Students whose needs are assessed as requiring the resources of a NHS mental health service, particularly those with severe and/or complex problems, will be referred on to secondary mental health services via their GP, as well as being referred to the Queen Mary Mental Health Team.

Students who are already being treated within NHS services will not be offered treatment within Queen Mary Advice and Counselling Service, unless in exceptional circumstances and in agreement with existing  mental health care professionals working with that student

How do students access a Psychiatry Clinic?

Students are first seen by a counsellor, who will then refer them for a psychiatric consultation if necessary. We have good availability for our psychiatry clinics and there is rarely a long wait.  Our psychiatrists do not offer ongoing sessions or carry a caseload of patients.  Once a student has had their psychiatric assessment (and this may extend beyond a single session where necessary) they would be referred to NHS mental health services for ongoing psychiatric support if required. The psychiatry clinics are not designed to function as emergency clinics and are not a replacement for A and E.

Procedures for mental health emergencies are available for Queen Mary staff in the document Supporting students in urgent situations [PDF 618KB]

Medical and dental students

If medical students are seeing a counsellor or a psychiatrist this does not in itself raise concern about fitness to practice. In fact students who seek professional help if they have emotional/psychological problems would usually be viewed favourably because they are recognising they are struggling, taking responsibility and asking for help.   The GMC have produces a Myth busters information sheet to help students understand this.

The psychiatrists employed within the Advice and Counselling Service are not acting as the ‘University’ psychiatrists. They are acting for the student and in the best interests of that student and are therefore not able to carry out consultations for the medical school or Queen Mary regarding issues such as fitness to practice or fitness to study.

If any ACS staff member has concerns over FtP they would firstly work with the student to encourage them to disclose their difficulties to the medical school. If this does not happen, counsellors will normally arrange for them to be assessed by an ACS psychiatrist. If ACS psychiatrists have serious concerns over FtP, and the student is unwilling to disclose their difficulties to the medical school, they psychiatrist will be obliged (as a practising doctor in compliance with GMC registration) to report concerns to the medical school.

If the medical school requires a psychiatric report regarding FtP this must be obtained externally as ACS psychiatrists cannot provide this service.  The Occupational Health Service can arrange for an independent psychiatrists for the purposes of assessing FtP.

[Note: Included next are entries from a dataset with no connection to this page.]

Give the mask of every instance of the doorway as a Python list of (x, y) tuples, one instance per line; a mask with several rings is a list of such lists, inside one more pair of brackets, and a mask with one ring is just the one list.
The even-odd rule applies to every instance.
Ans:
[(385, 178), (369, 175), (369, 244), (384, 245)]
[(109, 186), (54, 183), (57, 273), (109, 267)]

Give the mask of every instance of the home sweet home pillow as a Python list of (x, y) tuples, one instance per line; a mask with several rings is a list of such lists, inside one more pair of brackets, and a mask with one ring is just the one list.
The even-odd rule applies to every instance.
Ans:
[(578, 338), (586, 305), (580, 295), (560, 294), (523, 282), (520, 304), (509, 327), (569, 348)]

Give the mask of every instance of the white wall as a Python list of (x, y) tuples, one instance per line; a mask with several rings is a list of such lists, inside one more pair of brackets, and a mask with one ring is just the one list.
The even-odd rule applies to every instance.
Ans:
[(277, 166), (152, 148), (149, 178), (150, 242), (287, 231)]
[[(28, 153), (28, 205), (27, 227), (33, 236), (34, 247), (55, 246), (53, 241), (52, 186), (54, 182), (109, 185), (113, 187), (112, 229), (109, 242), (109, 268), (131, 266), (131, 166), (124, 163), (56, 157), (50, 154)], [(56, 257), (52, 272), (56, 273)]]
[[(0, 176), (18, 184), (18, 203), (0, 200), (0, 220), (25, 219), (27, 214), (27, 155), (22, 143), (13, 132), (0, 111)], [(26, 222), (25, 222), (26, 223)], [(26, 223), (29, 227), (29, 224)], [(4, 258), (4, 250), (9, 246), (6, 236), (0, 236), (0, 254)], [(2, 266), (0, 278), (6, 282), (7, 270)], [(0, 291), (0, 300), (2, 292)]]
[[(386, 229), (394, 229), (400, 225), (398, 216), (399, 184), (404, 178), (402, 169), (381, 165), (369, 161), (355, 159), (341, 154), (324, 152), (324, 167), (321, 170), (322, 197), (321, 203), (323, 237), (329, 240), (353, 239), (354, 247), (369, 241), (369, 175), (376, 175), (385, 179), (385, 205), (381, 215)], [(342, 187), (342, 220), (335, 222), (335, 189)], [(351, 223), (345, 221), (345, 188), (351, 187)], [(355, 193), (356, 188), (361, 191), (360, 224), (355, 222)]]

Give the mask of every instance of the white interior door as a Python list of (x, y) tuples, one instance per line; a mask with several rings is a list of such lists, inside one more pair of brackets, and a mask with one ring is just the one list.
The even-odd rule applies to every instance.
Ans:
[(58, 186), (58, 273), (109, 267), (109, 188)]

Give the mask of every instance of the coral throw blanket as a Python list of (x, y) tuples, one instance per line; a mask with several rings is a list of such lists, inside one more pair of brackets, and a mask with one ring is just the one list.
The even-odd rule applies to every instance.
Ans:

The fact that a medical student has attended ACS will not be disclosed routinely to their GP. However, if they see one of our psychiatrists and it is decided that they need medication or referral to specialist NHS services this will be requested via their GP.


The Advice and Counselling service operates according to professional ethical guidelines regarding confidentiality. Counsellors and other ACS staff, including psychiatrists cannot disclose information regarding attendance or content of appointments without the explicit consent of the student. (Full details of our policy on Confidentiality and Data Protection is available on our website).

If a student does not attend appointments the service will not disclose this to any third party who made the referral. Instead we would encourage the referrer to speak to the student directly to check whether they attended an appointment. A confirmation of attendance form can be provided to the student for the reassurance of the staff member if requested by the student.